Re: setrlimit() extension suggestion



On Mon, 21 Apr 2008 04:58:53 -0700 (PDT) David Schwartz <davids@xxxxxxxxxxxxx> wrote:
| On Apr 20, 10:43 pm, phil-news-nos...@xxxxxxxx wrote:
|
|> I'd like to suggest an extension to setrlimit() and getrlimit(). The resource
|> symbol would be RLIMIT_TIME (or RLIMIT_LINUX_TIME to designate an extension in
|> case a future POSIX change uses RLIMIT_TIME in an incompatible way). What it
|> should do is set a limit on "wallclock" time.
|
| I can't think of a use for it.

I'd like to suggest that all the features in Linux that you can't think of
a use for be immediately removed.

I had a use for it yesterday. I ended up using the "timelimit" program in
the netpipes package.


|> Unreliable means exist now. One of them is a parent process that keeps time
|> and kills the child. But a child could "run away" fairly easily (fork and
|> change process group). A hard RLIMIT_TIME would be inescapable.
|
| I don't see how that would be useful. You would face an insoluable
| "three bears" problem. Minutes are too low for long-lived working
| processes, but seconds are too long for fork bombs.

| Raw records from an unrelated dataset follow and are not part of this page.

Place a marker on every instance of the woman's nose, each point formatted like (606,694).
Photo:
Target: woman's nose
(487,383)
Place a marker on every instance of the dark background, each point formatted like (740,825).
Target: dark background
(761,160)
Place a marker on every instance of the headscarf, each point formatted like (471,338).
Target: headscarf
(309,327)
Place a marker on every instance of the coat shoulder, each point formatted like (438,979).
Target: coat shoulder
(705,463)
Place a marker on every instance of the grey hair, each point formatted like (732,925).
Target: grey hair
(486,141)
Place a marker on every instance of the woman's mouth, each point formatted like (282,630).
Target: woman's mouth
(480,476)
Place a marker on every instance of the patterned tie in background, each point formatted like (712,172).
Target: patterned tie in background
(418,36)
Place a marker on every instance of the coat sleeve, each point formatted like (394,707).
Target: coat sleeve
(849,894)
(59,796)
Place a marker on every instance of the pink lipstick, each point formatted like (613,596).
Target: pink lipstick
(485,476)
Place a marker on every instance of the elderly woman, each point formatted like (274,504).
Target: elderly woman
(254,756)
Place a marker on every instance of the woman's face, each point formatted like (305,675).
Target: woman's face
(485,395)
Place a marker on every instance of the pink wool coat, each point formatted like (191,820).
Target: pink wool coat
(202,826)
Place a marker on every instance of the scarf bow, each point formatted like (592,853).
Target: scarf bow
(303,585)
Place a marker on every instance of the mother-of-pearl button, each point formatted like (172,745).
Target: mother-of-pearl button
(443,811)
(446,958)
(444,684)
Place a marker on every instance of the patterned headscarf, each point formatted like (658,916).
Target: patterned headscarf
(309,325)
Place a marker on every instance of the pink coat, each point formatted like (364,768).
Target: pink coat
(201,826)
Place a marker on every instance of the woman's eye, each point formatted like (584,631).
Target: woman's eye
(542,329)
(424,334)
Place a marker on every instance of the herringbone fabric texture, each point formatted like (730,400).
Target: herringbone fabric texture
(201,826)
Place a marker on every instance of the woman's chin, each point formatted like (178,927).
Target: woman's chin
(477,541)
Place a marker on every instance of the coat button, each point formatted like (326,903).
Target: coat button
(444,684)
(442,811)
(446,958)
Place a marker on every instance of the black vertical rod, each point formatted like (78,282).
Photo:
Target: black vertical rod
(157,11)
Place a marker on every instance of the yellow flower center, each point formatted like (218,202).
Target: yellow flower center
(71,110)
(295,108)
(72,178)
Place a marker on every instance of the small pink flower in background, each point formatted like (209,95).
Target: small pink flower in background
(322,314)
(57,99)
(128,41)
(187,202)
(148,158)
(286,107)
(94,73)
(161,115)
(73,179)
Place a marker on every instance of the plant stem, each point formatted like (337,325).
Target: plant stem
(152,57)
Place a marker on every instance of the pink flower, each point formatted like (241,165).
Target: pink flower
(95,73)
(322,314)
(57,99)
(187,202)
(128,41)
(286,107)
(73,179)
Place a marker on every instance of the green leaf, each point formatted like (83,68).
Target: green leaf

Uh ... you can specify whatever time limit you want. Minutes and seconds are
just a resolution. If 15 seconds is just right, then use that. If you think
we need a finer resolution than 1 second, what is in your mind? Milliseconds?


| If that's the job, the proposed RLIMIT_TIME is the wrong tool.

What do you think is the right tool to make sure a process be run for no more
than 15 seconds wallclock time (it doesn't use much CPU time)?